Tunisie : le vol en bande organisée du clan Ben Ali

Rendu public le 11 novembre, le rapport de la commission d’enquête tunisienne sur la corruption dresse une longue liste d’affaires impliquant l’ex-pouvoir. Et tente de démonter les rouages d’un système d’enrichissement familial à grande échelle.

Un des plus gros scandales : le chantier de la Cité de la Culture , à Tunis, toujours inachevé. © Ons Abid pour Jeune Afrique

Un des plus gros scandales : le chantier de la Cité de la Culture , à Tunis, toujours inachevé. © Ons Abid pour Jeune Afrique

Publié le 6 décembre 2011 Lecture : 10 minutes.
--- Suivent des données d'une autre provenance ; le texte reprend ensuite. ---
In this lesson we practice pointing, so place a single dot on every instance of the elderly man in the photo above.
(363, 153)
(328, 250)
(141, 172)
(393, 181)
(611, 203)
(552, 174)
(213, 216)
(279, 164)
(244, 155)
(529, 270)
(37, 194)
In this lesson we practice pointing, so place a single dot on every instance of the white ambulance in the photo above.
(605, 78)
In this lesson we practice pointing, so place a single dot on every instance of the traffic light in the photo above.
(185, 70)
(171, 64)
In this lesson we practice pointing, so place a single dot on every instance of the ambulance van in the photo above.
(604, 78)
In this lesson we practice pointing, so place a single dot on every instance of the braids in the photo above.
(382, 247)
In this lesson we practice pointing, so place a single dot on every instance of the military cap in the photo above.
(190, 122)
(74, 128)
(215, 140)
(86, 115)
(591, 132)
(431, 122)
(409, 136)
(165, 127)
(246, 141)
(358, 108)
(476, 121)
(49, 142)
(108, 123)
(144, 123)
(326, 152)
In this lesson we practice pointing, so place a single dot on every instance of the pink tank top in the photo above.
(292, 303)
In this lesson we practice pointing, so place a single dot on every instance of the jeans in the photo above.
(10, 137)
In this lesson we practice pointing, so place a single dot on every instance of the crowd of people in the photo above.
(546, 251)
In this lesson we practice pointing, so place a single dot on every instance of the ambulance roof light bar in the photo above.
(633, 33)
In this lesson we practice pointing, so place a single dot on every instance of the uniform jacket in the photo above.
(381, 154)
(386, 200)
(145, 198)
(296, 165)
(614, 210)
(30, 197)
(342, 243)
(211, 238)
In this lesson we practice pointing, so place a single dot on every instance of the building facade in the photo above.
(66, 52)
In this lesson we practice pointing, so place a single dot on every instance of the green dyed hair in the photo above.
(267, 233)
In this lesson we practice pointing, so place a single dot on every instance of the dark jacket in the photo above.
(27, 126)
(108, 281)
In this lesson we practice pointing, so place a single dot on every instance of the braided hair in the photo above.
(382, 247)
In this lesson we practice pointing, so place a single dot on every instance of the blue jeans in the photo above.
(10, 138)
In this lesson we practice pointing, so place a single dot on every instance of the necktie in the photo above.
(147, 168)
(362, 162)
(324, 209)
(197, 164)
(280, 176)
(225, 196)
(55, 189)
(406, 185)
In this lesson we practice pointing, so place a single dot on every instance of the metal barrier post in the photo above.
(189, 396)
Un document historique, à un moment historique. Rendu public le 11 novembre, le rapport de la Commission nationale d’investigation sur les affaires de corruption et de malversation (CNICM) n’a pas dévié, malgré quelques lacunes, de l’engagement pris par ses membres il y a neuf mois : « Chercher la vérité, sans vindicte ni complaisance. » « Il est avéré que l’ancien président de la République et ses proches ont accaparé les secteurs sensibles de l’économie, écrivent-ils. Pour cela, l’ancien chef de l’État a confisqué le pouvoir de décision qui revient aux ministres et aux divers responsables. Les responsabilités se situent à tous les niveaux, du haut de la pyramide du pouvoir jusqu’en bas. […] Et la corruption s’est répandue dans les divers domaines et à tous les niveaux [de l’État]. »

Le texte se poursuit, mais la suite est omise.